AI products like ChatGPT and Bard have gone mainstream and interacting with "generative AI", which was once the domain of computer scientists, is now something kids are doing. It is writing student assignments by summarizing information from multiple sources, debugging computer code, writing presentations, and even taking a shot at poetry. Some of it reads believably human-generated. Some does not. But it does it in seconds.

Altman of OpenAI commented that in terms of regulation, executives were "surprisingly on the same page on what needs to happen."

I'm sure it came up in the conversations that earlier that week, the "godfather" of AI, Geoffrey Hinton, quit his job at Google - saying he now regretted his work. Then again, he is 75, so "quit" might also be called "retired."

Google Will 'Help Me Write'

Google recently introduced a new feature to their Workplace suite that they call "Help Me Write." This generative AI will first appear in Gmail and Google Docs. At the moment, it's available to a select audience of invited testers.

Like other generative AI, you will be able to enter a prompt and have a first draft created. for you.,An example Google shared is not having it write a paper for your English class, though it will probably be able to do that. They show the example of having it create a job description for a regional sales representative/

It's another AI tool that might frighten teachers because it seems to help students unfairly but I think this may be a misperception. As with other AI tools, such as the much-discussed chat GPT, I think the best thing educators can do is to introduce this to students and guide them in the ways that it can be best used and best used legitimately.

The evolution of digital literacy in classrooms will never end. Yes, these kinds of AI- assisted-writing tools present boyj opportunities and challenges for educators. But ignoring them or trying to ban them from student use is certainly not the solution. This tool and others like it are an opportunity to improve student writing skills and critical thinking. 

Google Announcements

       Google Demo

China Regulating Generative AI Use

Chinese regulators have released draft rules designed to manage how companies develop generative artificial intelligence products like ChatGPT.
The CAC's (Cyberspace Administration of China) draft measures lay out ground rules that generative AI services have to follow, including the type of content these products are allowed to generate.

One rule is that content generated by AI needs to reflect the core values of socialism and should not subvert state power. The rules are the first of their kind in the country. China is not the only country concerned with the development of generative AI. Italy banned ChatGPT in March citing privacy concerns.

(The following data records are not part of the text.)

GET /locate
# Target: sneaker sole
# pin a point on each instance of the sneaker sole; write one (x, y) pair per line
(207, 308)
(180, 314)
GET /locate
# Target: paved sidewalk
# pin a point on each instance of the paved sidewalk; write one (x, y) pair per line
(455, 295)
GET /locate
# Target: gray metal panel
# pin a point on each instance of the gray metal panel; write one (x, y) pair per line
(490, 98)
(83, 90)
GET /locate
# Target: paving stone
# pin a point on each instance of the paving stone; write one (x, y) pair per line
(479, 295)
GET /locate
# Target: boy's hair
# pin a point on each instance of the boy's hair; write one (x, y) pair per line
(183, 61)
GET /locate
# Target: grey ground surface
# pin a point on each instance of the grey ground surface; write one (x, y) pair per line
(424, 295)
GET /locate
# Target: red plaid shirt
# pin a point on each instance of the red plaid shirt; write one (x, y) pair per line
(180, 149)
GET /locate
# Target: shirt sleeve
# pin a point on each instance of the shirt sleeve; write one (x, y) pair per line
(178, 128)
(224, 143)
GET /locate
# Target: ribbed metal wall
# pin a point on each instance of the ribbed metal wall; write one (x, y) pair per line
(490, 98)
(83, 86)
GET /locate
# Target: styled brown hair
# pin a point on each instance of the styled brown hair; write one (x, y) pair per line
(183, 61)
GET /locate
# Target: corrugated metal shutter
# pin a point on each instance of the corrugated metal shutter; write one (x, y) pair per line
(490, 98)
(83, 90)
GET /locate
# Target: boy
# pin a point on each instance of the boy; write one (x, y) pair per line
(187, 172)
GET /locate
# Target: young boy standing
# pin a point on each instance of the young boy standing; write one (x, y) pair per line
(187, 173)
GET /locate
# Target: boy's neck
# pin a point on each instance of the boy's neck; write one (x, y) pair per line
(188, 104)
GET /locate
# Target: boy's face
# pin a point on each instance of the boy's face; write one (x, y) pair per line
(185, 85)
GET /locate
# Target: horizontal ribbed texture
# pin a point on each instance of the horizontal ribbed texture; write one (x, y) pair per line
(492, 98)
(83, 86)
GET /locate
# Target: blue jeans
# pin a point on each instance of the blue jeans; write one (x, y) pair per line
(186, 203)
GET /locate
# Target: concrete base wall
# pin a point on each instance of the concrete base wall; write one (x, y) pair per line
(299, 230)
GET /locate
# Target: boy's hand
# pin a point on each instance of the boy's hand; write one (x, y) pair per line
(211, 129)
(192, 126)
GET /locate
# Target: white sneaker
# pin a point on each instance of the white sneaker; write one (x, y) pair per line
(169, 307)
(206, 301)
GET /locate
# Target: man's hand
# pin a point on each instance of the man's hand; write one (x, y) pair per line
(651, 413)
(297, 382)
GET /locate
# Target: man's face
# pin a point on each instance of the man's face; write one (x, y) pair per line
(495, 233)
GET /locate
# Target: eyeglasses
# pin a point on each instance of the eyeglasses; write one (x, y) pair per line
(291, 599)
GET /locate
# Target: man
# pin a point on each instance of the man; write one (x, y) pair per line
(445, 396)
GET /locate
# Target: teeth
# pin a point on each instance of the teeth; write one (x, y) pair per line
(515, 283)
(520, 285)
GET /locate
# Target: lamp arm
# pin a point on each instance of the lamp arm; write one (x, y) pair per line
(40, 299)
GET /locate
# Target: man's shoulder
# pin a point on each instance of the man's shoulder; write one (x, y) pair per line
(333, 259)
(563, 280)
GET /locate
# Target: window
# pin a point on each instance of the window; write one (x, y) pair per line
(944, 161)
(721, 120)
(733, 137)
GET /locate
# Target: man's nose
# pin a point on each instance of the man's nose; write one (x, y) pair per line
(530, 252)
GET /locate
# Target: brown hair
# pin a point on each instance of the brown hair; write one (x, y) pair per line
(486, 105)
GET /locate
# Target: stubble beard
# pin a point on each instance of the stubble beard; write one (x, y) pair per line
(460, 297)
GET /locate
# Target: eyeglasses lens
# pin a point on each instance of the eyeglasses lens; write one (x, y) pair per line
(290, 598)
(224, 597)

Chinese technology giants Baidu and Alibaba have launched their own ChatGPT-type applications. Alibaba unveiled Tongyi Qianwen and Baidu launched its Ernie Bot.

Though some people fear AI, others will fear restrictions and rules governing tech development. I am cautious on both of those issues but some of the CAC rules seem reasonable. For example, requiring that the data being used to train these AI models will not discriminate against people based on things like ethnicity, race, and gender,

These measures are scheduled to come into effect later this year. China already has regulations around data protection and algorithm development.